Self-Reasoning Language Models: Unfold Hidden Reasoning Chains with Few Reasoning Catalyst
- URL: http://arxiv.org/abs/2505.14116v1
- Date: Tue, 20 May 2025 09:21:26 GMT
- Title: Self-Reasoning Language Models: Unfold Hidden Reasoning Chains with Few Reasoning Catalyst
- Authors: Hongru Wang, Deng Cai, Wanjun Zhong, Shijue Huang, Jeff Z. Pan, Zeming Liu, Kam-Fai Wong,
- Abstract summary: We introduce textitSelf-Reasoning Language Model (SRLM), where the model itself can synthesize longer CoT data and improve performance through self-training.<n>Our proposed SRLM achieves an average absolute improvement of more than $+2.5$ points across five reasoning tasks.

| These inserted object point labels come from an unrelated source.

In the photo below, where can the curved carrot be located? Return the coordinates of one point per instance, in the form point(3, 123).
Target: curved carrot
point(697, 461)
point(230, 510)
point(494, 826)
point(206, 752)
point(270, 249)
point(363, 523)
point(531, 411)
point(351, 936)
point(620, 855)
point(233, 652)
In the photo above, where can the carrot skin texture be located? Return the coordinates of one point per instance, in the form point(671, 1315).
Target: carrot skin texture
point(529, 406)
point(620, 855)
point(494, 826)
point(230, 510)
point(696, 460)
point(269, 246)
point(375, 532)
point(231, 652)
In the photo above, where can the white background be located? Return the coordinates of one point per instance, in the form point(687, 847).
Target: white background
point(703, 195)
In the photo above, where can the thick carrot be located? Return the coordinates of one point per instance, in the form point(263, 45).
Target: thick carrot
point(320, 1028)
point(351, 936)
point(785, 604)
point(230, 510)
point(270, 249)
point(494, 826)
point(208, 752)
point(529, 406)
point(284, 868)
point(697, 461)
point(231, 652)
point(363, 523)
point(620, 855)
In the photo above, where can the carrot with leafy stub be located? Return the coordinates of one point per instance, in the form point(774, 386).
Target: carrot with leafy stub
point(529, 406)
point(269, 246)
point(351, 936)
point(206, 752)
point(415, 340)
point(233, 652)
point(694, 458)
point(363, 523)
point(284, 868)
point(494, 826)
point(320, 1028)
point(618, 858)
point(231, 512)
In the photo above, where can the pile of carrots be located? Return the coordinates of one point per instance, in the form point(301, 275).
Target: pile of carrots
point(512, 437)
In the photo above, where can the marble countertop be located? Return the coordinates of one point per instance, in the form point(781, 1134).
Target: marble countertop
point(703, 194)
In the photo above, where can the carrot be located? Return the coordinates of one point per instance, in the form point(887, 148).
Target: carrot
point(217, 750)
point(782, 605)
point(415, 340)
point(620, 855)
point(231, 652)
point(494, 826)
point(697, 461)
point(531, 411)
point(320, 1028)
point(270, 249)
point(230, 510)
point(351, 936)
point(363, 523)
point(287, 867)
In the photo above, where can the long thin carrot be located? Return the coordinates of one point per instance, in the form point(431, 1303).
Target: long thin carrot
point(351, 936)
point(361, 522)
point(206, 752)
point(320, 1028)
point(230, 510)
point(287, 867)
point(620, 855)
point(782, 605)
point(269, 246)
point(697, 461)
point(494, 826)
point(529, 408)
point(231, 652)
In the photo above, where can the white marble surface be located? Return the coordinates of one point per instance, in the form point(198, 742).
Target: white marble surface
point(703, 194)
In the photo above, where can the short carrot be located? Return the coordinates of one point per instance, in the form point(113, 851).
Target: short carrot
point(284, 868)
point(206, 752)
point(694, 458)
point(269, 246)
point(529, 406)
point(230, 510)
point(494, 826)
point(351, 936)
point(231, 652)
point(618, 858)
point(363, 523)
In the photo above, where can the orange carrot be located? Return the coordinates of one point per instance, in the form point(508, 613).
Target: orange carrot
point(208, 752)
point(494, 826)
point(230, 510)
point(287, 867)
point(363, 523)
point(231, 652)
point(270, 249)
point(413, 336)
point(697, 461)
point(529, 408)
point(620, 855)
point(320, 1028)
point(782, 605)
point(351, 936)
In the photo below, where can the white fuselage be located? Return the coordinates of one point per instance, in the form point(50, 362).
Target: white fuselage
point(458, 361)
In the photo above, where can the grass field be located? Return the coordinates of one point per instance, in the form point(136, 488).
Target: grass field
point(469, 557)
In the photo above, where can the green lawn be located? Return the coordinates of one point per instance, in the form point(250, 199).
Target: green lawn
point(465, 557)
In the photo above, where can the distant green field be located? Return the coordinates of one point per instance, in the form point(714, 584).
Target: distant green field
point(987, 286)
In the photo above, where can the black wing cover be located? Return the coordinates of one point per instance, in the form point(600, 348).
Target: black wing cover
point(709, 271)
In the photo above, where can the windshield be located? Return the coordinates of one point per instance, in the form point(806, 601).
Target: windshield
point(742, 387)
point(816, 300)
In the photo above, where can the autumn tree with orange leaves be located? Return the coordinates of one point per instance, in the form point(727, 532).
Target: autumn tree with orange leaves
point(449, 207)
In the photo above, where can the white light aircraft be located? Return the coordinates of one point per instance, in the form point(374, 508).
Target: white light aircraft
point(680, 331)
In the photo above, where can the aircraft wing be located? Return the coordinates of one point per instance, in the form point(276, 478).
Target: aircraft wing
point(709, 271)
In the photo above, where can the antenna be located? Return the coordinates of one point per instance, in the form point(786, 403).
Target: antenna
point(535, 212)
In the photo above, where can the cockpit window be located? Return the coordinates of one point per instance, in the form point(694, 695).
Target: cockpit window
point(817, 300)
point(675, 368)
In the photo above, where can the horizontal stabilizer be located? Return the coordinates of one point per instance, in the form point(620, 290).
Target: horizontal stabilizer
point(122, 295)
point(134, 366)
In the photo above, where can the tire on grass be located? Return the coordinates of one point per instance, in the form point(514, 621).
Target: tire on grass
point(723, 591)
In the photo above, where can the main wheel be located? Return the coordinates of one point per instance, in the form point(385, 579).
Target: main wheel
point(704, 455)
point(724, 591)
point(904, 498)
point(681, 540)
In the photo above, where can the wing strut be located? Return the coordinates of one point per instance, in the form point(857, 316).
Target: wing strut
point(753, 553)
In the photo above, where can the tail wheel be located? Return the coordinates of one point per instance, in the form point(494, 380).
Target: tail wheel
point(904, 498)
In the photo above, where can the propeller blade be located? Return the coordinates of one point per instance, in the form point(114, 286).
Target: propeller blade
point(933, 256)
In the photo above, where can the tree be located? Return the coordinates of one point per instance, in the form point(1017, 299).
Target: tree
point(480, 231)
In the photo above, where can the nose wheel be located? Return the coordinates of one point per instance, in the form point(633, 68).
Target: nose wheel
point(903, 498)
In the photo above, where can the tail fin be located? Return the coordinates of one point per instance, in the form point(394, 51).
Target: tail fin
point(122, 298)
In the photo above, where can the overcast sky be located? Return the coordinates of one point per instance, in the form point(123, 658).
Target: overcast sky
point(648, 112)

- Score: 42.40884882220895
- License: http://creativecommons.org/licenses/by-nc-nd/4.0/
- Abstract: Inference-time scaling has attracted much attention which significantly enhance the performance of Large Language Models (LLMs) in complex reasoning tasks by increasing the length of Chain-of-Thought. These longer intermediate reasoning rationales embody various meta-reasoning skills in human cognition, such as reflection and decomposition, being difficult to create and acquire. In this work, we introduce \textit{Self-Reasoning Language Model} (SRLM), where the model itself can synthesize longer CoT data and iteratively improve performance through self-training. By incorporating a few demonstration examples (i.e., 1,000 samples) on how to unfold hidden reasoning chains from existing responses, which act as a reasoning catalyst, we demonstrate that SRLM not only enhances the model's initial performance but also ensures more stable and consistent improvements in subsequent iterations. Our proposed SRLM achieves an average absolute improvement of more than $+2.5$ points across five reasoning tasks: MMLU, GSM8K, ARC-C, HellaSwag, and BBH on two backbone models. Moreover, it brings more improvements with more times of sampling during inference, such as absolute $+7.89$ average improvement with $64$ sampling times, revealing the in-depth, diverse and creative reasoning paths in SRLM against the strong baseline.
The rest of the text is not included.